13. I claim a process as shown on process flow sheet, page 17, using this wave and tide actuated pump 1 to create large bodies of in land lakes 11 and seas for the evaporation sea water for the purpose of forming moisture laden clouds.

14. I claim a process as shown on process flow sheet, page 17, using this wave and tide actuated pump 1 to create a process 12 where prevailing winds will blow these clouds 11 to natural and man made barriers, causing rain to fall.

15. I claim a process as shown on process flow sheet, page 17, using this wave and tide actuated pump 1 to create new pasture and farmland 13 created by resultant rainfall 12.
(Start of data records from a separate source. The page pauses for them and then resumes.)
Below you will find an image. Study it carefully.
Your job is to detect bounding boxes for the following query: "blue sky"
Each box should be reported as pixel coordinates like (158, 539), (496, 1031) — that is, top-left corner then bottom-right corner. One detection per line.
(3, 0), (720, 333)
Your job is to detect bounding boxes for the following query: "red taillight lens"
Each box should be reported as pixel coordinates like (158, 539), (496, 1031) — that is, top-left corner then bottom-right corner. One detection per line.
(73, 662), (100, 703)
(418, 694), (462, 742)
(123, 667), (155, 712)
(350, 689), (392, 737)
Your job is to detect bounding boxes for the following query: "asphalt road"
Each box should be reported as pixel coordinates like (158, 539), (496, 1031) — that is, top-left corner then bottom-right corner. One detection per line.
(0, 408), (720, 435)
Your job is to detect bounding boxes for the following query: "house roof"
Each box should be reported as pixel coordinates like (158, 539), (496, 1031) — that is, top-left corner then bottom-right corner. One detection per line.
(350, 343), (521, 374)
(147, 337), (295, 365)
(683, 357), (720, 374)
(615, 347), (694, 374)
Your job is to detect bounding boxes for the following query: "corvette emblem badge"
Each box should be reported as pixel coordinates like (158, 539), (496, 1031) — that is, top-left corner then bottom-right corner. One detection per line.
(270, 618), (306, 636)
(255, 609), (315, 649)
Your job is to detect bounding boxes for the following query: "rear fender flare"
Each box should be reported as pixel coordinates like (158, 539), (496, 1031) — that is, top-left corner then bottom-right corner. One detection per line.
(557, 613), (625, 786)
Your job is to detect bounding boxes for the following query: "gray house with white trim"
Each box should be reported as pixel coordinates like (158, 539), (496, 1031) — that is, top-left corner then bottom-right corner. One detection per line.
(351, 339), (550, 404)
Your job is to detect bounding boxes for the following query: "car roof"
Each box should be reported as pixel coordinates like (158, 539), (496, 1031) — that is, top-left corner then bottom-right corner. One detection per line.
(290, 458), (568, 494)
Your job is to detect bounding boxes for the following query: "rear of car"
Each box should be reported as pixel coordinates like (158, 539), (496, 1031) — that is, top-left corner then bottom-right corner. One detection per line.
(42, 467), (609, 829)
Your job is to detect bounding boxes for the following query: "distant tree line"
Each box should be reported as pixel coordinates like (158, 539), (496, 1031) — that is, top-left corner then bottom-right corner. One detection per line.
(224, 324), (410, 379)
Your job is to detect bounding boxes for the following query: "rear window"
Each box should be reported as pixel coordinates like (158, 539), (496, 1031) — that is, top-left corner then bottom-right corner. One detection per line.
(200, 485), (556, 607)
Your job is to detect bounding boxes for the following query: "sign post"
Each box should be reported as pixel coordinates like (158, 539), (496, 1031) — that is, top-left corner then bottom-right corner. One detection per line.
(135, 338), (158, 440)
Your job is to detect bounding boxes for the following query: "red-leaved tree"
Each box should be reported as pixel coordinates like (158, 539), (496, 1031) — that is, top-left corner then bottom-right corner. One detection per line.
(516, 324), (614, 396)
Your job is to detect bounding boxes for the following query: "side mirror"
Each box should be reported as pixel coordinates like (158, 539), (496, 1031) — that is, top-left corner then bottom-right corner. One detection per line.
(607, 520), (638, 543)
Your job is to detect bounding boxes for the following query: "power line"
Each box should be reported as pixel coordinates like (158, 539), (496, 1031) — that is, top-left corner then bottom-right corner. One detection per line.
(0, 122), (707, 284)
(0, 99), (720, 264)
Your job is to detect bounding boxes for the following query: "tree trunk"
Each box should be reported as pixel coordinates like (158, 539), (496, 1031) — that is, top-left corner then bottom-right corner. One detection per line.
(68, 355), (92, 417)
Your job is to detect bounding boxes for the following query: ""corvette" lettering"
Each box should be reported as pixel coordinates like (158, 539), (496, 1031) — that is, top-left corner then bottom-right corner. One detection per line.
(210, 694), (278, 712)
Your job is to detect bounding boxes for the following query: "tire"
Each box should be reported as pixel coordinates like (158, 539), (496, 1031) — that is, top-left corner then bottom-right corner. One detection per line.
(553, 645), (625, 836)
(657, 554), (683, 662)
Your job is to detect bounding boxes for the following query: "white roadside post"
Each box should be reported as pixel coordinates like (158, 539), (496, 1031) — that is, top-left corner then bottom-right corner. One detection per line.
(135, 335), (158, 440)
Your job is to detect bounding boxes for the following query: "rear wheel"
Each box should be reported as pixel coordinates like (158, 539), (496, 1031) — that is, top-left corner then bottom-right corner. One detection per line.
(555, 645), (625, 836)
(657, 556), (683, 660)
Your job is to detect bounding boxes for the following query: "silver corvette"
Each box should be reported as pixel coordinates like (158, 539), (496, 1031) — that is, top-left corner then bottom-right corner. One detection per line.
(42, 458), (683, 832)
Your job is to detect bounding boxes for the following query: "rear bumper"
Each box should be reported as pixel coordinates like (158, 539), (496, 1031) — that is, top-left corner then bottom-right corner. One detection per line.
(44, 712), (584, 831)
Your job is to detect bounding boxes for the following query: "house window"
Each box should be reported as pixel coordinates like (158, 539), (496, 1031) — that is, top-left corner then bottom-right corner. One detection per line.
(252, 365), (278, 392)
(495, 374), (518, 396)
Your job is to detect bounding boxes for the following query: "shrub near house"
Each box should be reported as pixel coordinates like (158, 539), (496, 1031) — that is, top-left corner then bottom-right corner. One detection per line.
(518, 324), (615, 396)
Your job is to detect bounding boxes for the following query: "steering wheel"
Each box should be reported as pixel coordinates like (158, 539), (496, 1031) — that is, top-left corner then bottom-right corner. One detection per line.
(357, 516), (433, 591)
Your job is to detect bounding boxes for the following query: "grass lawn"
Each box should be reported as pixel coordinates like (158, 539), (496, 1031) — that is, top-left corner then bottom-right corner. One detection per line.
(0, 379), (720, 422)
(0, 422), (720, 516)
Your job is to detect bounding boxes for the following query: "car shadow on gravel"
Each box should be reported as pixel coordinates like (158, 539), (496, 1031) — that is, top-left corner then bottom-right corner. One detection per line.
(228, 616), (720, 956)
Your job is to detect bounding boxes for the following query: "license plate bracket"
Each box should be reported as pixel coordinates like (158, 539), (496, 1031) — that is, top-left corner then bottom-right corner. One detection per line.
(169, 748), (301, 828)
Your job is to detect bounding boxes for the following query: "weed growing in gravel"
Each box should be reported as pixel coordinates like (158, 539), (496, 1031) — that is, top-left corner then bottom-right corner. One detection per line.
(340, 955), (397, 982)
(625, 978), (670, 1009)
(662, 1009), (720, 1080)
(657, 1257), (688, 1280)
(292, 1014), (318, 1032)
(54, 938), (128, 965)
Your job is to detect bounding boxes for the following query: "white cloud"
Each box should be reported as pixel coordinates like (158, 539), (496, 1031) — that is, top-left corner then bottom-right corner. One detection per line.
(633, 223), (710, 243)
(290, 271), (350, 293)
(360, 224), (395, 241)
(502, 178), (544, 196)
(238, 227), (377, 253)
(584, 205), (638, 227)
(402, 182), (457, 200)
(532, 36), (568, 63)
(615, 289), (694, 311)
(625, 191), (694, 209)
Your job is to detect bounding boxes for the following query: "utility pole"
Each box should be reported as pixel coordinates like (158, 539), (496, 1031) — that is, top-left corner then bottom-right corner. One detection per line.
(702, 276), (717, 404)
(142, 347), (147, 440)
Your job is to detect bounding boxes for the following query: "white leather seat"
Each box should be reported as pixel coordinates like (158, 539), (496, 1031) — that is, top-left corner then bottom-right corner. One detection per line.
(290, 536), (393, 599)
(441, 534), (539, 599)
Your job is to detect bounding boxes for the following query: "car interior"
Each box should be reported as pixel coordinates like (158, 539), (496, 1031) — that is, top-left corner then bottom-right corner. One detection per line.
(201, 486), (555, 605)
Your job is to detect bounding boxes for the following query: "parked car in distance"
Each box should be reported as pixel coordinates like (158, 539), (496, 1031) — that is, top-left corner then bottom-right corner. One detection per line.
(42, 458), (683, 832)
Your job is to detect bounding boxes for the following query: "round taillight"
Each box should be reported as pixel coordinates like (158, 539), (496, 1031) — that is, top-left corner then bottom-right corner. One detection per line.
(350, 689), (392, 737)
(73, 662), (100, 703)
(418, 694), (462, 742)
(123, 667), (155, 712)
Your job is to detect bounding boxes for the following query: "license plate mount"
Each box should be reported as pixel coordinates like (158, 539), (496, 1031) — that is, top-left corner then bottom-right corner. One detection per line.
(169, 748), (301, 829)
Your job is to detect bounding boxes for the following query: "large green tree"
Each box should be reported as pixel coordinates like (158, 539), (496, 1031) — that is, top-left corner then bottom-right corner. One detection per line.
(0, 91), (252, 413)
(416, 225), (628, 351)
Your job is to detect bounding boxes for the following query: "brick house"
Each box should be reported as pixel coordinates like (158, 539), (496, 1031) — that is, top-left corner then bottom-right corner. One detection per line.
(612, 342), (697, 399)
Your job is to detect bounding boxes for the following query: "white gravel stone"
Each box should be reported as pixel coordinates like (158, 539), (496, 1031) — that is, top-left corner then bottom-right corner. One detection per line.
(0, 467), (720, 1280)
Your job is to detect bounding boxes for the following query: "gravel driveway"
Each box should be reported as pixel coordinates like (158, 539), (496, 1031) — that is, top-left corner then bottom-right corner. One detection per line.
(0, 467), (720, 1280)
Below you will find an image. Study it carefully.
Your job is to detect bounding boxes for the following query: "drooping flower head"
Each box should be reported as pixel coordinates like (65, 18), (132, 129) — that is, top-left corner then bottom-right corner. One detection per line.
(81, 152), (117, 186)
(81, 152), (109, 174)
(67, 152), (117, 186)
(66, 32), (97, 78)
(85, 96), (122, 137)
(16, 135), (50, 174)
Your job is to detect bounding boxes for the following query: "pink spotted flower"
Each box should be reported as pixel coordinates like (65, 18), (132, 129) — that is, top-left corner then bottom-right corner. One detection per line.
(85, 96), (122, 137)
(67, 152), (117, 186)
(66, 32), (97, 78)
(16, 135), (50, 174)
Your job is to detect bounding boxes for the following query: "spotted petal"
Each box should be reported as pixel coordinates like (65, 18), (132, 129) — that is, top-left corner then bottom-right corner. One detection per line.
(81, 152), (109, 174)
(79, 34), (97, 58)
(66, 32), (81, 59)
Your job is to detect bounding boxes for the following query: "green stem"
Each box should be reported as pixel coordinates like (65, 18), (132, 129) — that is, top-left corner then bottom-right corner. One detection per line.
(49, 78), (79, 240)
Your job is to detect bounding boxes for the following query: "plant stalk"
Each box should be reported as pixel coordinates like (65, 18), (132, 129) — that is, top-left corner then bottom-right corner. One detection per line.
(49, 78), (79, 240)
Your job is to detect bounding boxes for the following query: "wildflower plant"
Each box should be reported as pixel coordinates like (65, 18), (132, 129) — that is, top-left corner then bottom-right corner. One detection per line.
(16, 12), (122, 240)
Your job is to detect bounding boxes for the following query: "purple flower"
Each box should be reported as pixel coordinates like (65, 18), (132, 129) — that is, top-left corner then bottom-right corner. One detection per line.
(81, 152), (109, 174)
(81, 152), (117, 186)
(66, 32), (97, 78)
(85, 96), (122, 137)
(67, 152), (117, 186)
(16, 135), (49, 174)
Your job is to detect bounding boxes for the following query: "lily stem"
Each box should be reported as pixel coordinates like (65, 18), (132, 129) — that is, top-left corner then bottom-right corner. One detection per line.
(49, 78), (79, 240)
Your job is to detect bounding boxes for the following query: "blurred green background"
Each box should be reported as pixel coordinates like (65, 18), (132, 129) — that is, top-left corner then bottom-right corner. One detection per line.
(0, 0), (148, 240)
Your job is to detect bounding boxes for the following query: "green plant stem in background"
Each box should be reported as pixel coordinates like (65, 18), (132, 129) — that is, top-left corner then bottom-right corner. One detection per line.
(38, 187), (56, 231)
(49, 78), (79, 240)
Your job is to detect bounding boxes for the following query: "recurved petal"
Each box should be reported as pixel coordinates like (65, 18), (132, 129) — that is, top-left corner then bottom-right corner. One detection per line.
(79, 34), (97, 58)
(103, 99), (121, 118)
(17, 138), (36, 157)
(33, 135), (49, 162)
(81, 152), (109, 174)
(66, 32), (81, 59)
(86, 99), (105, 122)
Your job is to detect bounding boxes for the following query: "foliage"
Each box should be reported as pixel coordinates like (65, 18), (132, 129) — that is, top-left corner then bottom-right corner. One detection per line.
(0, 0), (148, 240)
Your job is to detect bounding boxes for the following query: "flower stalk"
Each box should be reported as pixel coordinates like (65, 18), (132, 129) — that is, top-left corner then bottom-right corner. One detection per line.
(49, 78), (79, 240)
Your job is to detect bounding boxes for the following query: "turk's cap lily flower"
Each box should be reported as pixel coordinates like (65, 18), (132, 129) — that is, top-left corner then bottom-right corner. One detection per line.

16. I claim a process as shown on process flow sheet, page 17, using this wave and tide actuated pump 1 to create a process 12, 13 which will moderate the earth's climate 14.

17. I claim a process as shown on process flow sheet, page 17, using this wave and tide actuated pump 1 to desalinate water 8.

18. I claim a process as shown on process flow sheet, page 17, using this wave and tide actuated pump 1 to create levied sea animal farming 10 and harvesting of sea food.

19. I claim a process as shown on process flow sheet, page 17, using this wave and tide actuated pump 1 to claim land from the sea 6 by pumping water out of a levied area.

20. I claim a process as shown on process flow sheet, page 17, using this wave and tide actuated pump 1 to clean up oil spills 3 and other contaminants.